Aunque la frase “todos viven en un edificio” vende titulares fáciles, la realidad es menos absoluta: existe un segundo bloque de dos plantas que acoge a un pequeño grupo de irreductibles, los cuales —según cuentan algunos locales— se sienten como los “galos” frente al imperio vertical de las Begich Towers. La épica, sin embargo, termina en cuanto toca palear nieve en la puerta mientras sus vecinos atraviesan túneles calentitos rumbo al columpio cubierto.

Los ascensores de las torres, esos héroes invisibles del día a día, son otro quebradero de cabeza. Para 2021 se calculaba que repararlos o sustituir los cuatro supondría una factura de decenas o incluso cientos de miles de dólares, una suma desproporcionada para una comunidad de apenas 250 personas. Cada chirrido metálico al subir o bajar se escucha, por tanto, como un eco de la ruina municipal.

El viejo Buckner Building, que antaño fue el coloso de Alaska, hoy se alza como un gigante fantasma: abandonado, impregnado de amianto y condenado a pudrirse lentamente. Derribarlo costaría millones que nadie está dispuesto a poner sobre la mesa, así que ahí sigue, un recordatorio tóxico de la época militar que huele a derrota económica y a nostalgia enmohecida.

Urbanismo complicado

Para complicar más el panorama, el gobierno local es dueño de la mayor parte de los terrenos de Whittier, lo cual limita cualquier sueño de urbanismo expansivo. El resultado es un pueblo sin apenas margen para nuevas construcciones privadas: si alguien sueña con su chalet de madera con vistas al fiordo, mejor que lo pinte en un lienzo y lo cuelgue en el salón del Begich.
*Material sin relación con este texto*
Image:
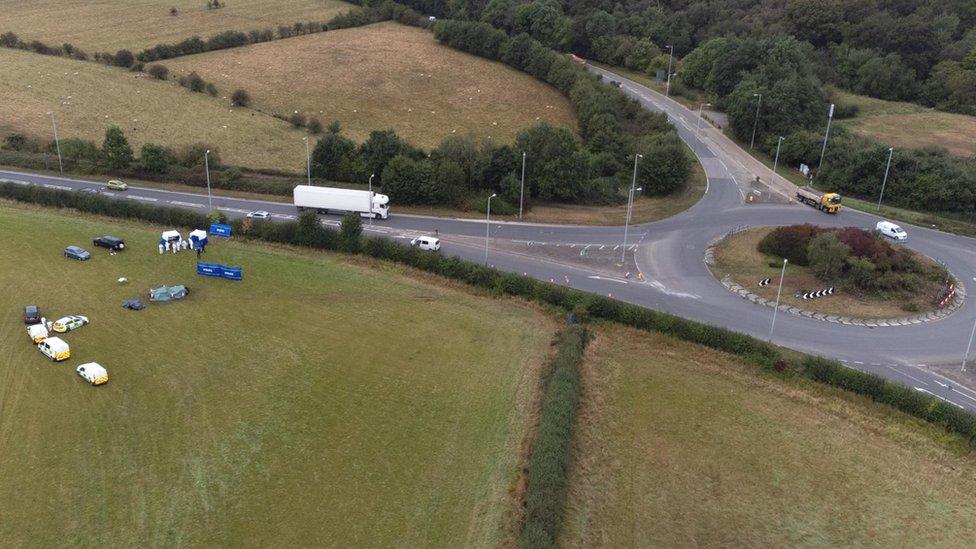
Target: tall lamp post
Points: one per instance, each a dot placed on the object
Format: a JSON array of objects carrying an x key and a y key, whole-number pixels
[
  {"x": 206, "y": 163},
  {"x": 701, "y": 108},
  {"x": 667, "y": 90},
  {"x": 970, "y": 346},
  {"x": 370, "y": 184},
  {"x": 778, "y": 294},
  {"x": 522, "y": 191},
  {"x": 630, "y": 206},
  {"x": 308, "y": 161},
  {"x": 57, "y": 142},
  {"x": 891, "y": 152},
  {"x": 755, "y": 123},
  {"x": 488, "y": 226},
  {"x": 776, "y": 161}
]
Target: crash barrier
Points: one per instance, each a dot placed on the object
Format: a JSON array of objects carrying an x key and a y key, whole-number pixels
[
  {"x": 219, "y": 271},
  {"x": 814, "y": 295},
  {"x": 220, "y": 229},
  {"x": 902, "y": 397}
]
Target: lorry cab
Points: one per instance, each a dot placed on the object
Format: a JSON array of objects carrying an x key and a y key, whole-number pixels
[
  {"x": 890, "y": 230},
  {"x": 427, "y": 243},
  {"x": 55, "y": 349}
]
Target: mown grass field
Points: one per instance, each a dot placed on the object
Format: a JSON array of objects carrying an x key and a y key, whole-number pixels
[
  {"x": 911, "y": 126},
  {"x": 384, "y": 76},
  {"x": 316, "y": 403},
  {"x": 678, "y": 446},
  {"x": 137, "y": 24},
  {"x": 739, "y": 258},
  {"x": 89, "y": 97}
]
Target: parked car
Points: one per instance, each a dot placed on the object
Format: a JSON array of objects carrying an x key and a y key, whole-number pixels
[
  {"x": 889, "y": 229},
  {"x": 427, "y": 243},
  {"x": 37, "y": 333},
  {"x": 68, "y": 323},
  {"x": 32, "y": 314},
  {"x": 93, "y": 373},
  {"x": 113, "y": 243},
  {"x": 55, "y": 349},
  {"x": 76, "y": 252},
  {"x": 168, "y": 293}
]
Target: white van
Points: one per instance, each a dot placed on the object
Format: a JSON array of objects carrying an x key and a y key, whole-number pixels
[
  {"x": 889, "y": 229},
  {"x": 427, "y": 243}
]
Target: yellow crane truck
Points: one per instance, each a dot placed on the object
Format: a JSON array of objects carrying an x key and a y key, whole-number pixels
[{"x": 825, "y": 202}]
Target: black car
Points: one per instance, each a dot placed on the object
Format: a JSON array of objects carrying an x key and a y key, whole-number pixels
[
  {"x": 113, "y": 243},
  {"x": 32, "y": 314}
]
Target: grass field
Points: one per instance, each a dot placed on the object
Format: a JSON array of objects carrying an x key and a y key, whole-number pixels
[
  {"x": 109, "y": 26},
  {"x": 384, "y": 76},
  {"x": 88, "y": 97},
  {"x": 910, "y": 126},
  {"x": 738, "y": 258},
  {"x": 679, "y": 446},
  {"x": 316, "y": 403}
]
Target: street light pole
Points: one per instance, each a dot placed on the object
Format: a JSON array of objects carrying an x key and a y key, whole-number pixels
[
  {"x": 308, "y": 161},
  {"x": 778, "y": 294},
  {"x": 522, "y": 192},
  {"x": 371, "y": 198},
  {"x": 667, "y": 90},
  {"x": 700, "y": 110},
  {"x": 57, "y": 142},
  {"x": 630, "y": 206},
  {"x": 206, "y": 162},
  {"x": 891, "y": 152},
  {"x": 776, "y": 162},
  {"x": 756, "y": 122},
  {"x": 830, "y": 117},
  {"x": 970, "y": 346},
  {"x": 488, "y": 226}
]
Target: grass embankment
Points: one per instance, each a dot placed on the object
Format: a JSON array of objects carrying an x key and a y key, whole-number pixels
[
  {"x": 89, "y": 97},
  {"x": 316, "y": 402},
  {"x": 910, "y": 126},
  {"x": 382, "y": 76},
  {"x": 138, "y": 24},
  {"x": 679, "y": 445},
  {"x": 739, "y": 258}
]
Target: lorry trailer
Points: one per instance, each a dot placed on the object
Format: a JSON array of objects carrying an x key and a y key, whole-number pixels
[
  {"x": 825, "y": 202},
  {"x": 332, "y": 199}
]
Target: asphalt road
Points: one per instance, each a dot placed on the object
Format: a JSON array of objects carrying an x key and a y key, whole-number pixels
[{"x": 670, "y": 256}]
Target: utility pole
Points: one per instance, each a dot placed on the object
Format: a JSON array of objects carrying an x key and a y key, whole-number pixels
[
  {"x": 778, "y": 294},
  {"x": 630, "y": 206},
  {"x": 522, "y": 192},
  {"x": 57, "y": 142},
  {"x": 667, "y": 90},
  {"x": 488, "y": 226},
  {"x": 206, "y": 162},
  {"x": 776, "y": 162},
  {"x": 752, "y": 143},
  {"x": 891, "y": 152}
]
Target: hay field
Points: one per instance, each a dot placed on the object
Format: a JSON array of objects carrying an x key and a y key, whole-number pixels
[
  {"x": 105, "y": 25},
  {"x": 384, "y": 76},
  {"x": 88, "y": 97}
]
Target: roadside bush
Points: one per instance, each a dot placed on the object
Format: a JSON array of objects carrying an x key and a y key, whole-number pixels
[
  {"x": 157, "y": 71},
  {"x": 240, "y": 98}
]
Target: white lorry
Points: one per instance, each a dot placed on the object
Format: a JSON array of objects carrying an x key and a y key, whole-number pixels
[{"x": 332, "y": 199}]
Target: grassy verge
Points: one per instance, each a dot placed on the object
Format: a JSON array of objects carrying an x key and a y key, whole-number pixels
[
  {"x": 335, "y": 401},
  {"x": 738, "y": 258},
  {"x": 383, "y": 76},
  {"x": 680, "y": 445}
]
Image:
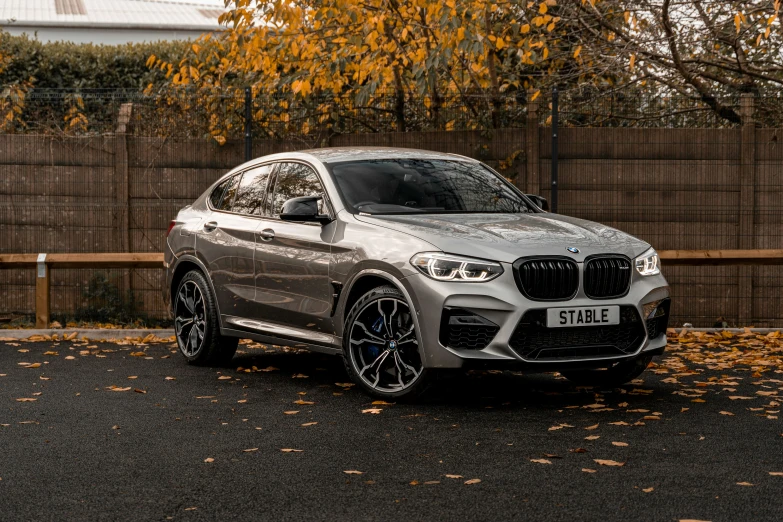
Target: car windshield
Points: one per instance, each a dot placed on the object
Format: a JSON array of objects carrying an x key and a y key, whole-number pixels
[{"x": 402, "y": 186}]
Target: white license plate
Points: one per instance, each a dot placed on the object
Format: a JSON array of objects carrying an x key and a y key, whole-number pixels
[{"x": 582, "y": 316}]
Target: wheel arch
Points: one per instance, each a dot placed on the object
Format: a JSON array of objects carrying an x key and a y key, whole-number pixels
[{"x": 184, "y": 265}]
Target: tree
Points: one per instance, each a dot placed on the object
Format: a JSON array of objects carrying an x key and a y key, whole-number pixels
[{"x": 467, "y": 55}]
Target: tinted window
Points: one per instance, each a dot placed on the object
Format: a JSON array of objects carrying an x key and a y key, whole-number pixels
[
  {"x": 295, "y": 180},
  {"x": 228, "y": 195},
  {"x": 424, "y": 186},
  {"x": 250, "y": 197},
  {"x": 217, "y": 194}
]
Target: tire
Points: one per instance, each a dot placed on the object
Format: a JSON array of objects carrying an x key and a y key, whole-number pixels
[
  {"x": 197, "y": 324},
  {"x": 617, "y": 375},
  {"x": 371, "y": 342}
]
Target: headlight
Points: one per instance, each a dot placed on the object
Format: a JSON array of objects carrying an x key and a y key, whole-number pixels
[
  {"x": 444, "y": 267},
  {"x": 648, "y": 263}
]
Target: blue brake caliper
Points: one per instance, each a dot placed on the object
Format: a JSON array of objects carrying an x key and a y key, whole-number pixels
[{"x": 372, "y": 349}]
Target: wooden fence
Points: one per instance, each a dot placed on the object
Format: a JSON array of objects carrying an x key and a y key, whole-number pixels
[{"x": 679, "y": 189}]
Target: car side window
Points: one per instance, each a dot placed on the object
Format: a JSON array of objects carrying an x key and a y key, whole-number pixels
[
  {"x": 250, "y": 195},
  {"x": 217, "y": 194},
  {"x": 294, "y": 180}
]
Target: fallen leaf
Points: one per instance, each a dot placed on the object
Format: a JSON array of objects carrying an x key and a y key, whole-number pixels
[{"x": 604, "y": 462}]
La cotidianidad, en cambio, se alimenta de pequeñas escenas virales: en redes sociales circulan vídeos donde los vecinos caminan en pijama por los pasillos interiores, como si todo el edificio fuera una gigantesca casa compartida. Puertas abiertas, ropa de andar por casa y un aire de vecindario en versión XXL que provoca tanto fascinación como escalofrío a quienes miran desde fuera.

¿Quién “gana” con esta fórmula?

Para los que aman la comodidad, aquí todo está al alcance de un pasillo: no más excusas para no ir al médico o no comprar pan por el frío. Para aquellos con espíritu comunitario, es un experimento social viviente: vecinos que se cruzan decenas de veces al día. Pero para otros, el concepto puede sentirse claustrofóbico o extremo.
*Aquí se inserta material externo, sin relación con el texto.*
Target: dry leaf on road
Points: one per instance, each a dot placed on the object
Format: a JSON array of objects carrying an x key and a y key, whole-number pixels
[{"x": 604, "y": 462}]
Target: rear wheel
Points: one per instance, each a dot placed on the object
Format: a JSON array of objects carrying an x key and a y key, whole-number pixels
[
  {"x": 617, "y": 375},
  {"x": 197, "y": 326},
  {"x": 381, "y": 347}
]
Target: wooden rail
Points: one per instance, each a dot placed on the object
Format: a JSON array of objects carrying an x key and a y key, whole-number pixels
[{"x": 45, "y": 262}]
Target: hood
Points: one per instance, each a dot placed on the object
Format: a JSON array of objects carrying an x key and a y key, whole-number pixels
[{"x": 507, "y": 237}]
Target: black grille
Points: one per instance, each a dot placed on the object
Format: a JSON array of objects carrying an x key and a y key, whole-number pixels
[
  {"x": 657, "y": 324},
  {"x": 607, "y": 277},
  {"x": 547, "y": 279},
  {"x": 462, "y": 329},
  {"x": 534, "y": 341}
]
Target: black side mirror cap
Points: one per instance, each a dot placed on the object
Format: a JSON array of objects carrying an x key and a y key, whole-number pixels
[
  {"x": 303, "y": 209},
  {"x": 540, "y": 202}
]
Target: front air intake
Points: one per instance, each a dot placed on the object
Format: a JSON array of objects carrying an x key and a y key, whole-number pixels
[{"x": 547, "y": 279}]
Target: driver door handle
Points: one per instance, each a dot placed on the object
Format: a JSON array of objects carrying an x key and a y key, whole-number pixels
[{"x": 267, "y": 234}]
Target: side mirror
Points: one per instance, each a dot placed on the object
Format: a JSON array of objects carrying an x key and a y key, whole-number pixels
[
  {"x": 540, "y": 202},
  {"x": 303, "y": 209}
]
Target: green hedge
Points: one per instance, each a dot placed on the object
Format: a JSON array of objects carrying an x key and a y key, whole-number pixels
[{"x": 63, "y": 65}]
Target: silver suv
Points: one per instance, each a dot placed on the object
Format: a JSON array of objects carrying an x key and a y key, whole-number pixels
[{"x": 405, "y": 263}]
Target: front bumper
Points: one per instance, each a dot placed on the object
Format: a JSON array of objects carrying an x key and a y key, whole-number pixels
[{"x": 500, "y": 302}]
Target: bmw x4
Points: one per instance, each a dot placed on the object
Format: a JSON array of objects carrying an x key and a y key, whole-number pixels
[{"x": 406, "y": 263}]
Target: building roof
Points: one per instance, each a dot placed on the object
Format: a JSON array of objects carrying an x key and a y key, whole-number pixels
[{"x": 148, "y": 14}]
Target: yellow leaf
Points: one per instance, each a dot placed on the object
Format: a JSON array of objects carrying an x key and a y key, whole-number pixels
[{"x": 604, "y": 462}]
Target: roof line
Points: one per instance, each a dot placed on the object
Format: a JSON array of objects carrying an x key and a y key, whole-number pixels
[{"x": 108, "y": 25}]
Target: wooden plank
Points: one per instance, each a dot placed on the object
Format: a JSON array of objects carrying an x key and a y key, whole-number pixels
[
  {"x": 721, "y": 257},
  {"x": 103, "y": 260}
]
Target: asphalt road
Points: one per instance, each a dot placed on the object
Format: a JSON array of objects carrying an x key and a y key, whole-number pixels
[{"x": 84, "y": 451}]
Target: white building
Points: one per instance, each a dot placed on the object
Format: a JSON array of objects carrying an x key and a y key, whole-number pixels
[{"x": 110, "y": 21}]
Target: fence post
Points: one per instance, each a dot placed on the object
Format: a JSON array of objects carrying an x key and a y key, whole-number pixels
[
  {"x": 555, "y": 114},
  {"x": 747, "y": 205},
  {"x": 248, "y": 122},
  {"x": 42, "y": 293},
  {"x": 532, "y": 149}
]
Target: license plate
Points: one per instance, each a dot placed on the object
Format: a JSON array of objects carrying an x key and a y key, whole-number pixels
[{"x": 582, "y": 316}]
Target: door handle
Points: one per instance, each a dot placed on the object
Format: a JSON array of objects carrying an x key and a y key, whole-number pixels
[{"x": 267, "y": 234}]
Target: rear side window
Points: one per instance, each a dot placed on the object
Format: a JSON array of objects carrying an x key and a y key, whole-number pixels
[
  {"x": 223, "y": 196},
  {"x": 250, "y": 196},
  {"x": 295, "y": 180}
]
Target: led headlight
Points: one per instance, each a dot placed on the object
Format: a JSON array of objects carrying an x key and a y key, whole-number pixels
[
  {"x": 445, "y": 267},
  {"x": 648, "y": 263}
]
En Whittier no hay tráfico de “coche al trabajo”, pero sí conflictos de puerta a puerta. En lugar de ruido urbano, hay pasillos, ascensores y reuniones vecinales que podrían rivalizar con asambleas parlamentarias. Pero para muchos que resisten el clima ártico, esas concesiones no solo son aceptables: son parte del encanto.

Al final, Whittier es como una paradoja congelada: mitad fortaleza contra los elementos, mitad laboratorio humano de convivencia intensiva. Un lugar donde la rutina diaria se mide en pasillos recorridos y ascensores compartidos, y donde la supervivencia depende tanto de la calefacción como de la paciencia vecinal. Puede que no todos soñaran con vivir en un bloque de hormigón rodeado de glaciares, pero para quienes han hecho de Begich Towers su hogar, el frío y el aislamiento no son un castigo, sino el precio —y la gracia— de pertenecer a uno de los pueblos más singulares del planeta.